LiU Formula Student Cuts Lead Times and Accelerates Learning with AI Review
We are proud sponsors of LiU Formula Student, a student association at Linköping University that designs a Formula Student car each year for international competitions against other student teams worldwide. The association comprises 120 volunteer students eager to learn the journey from CAD sketch to race-ready vehicle.
Over the past year, we have had the opportunity to collaborate with William Gärefors, Head of Production at LiU Formula Student, who oversees production planning, procurement, and drawing reviews. William has driven the integration of our system as a standard step in the review process to streamline the team and reduce lead times.
Challenges
The association relies on continuous competence transfer, as the majority of members change annually. It is therefore crucial that this transfer happens efficiently, which also strengthens student engagement.
As the sole final reviewer for a design team of 77 engineers, William’s reviews become a project bottleneck. Of the 1,100 drawings submitted each year, approximately half must be returned for correction. This creates unnecessary workload, stress, and long lead times, often resulting in weeks-long delays for the design team.

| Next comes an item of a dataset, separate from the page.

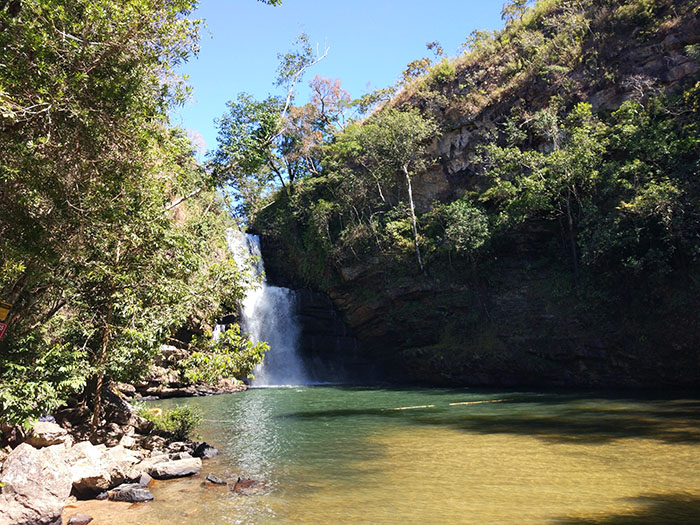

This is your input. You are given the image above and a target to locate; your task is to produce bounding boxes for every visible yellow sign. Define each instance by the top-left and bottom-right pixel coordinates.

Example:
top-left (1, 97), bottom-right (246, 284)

top-left (0, 301), bottom-right (12, 321)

Custom Rules in AI Review Studio
William has created custom review rules in our Studio, easily creating checks for common errors—such as incomplete drawing headers, incorrect axis references in 3D models, and misreferenced detail views. The review tool was then trained on the association’s own drawings and now reliably detects these issues. As William explains:
“Our focus so far has been on identifying and creating rules for the everyday mistakes, errors that are trivial to fix but occur frequently and cause avoidable delays. Getting started with the Studio was simple since the training materials, example exercises, and explanatory texts make everything clear!”
Impact on Design Team and Final Reviewer
The design team now uses AI Review during the design phase, enabling them to catch and correct errors before sending drawings to William for final approval.
William highlights the pedagogical value of AI Review:
“Receiving a clear report that pinpoints errors and explains their causes is incredibly valuable. It helps our junior engineers quickly understand and apply the design rules. I was initially concerned some might see it as an extra step, but once they realized the tool saves time and speeds up production, interest soared.”
When asked to estimate how much his own workload has changed, William shared:
“Half of our submitted drawings contain various errors. AI Review now catches about 40 percentage points of these faults, saving a tremendous amount of time—both in my own review work and through shortened lead times. For 1,000 drawings, I can save roughly 33 hours of focused review time, nearly an entire workweek, assuming each drawing takes five minutes. That translates into several weeks of reduced lead time for our team.”
Beyond shorter lead times, William notes additional benefits:

“With more efficient reviews, we can dedicate more time to value-adding activities such as production planning, training, and building a better car. AI Review has made the work more enjoyable and less stressful.”
New Analytics Features in AI Review Studio
William sees great potential in the new analytics capabilities of AI Review Studio. These features will enable aggregated analyses of the team’s reviewed drawings and recurring errors, which can be used to enhance internal training and further improve drawing quality.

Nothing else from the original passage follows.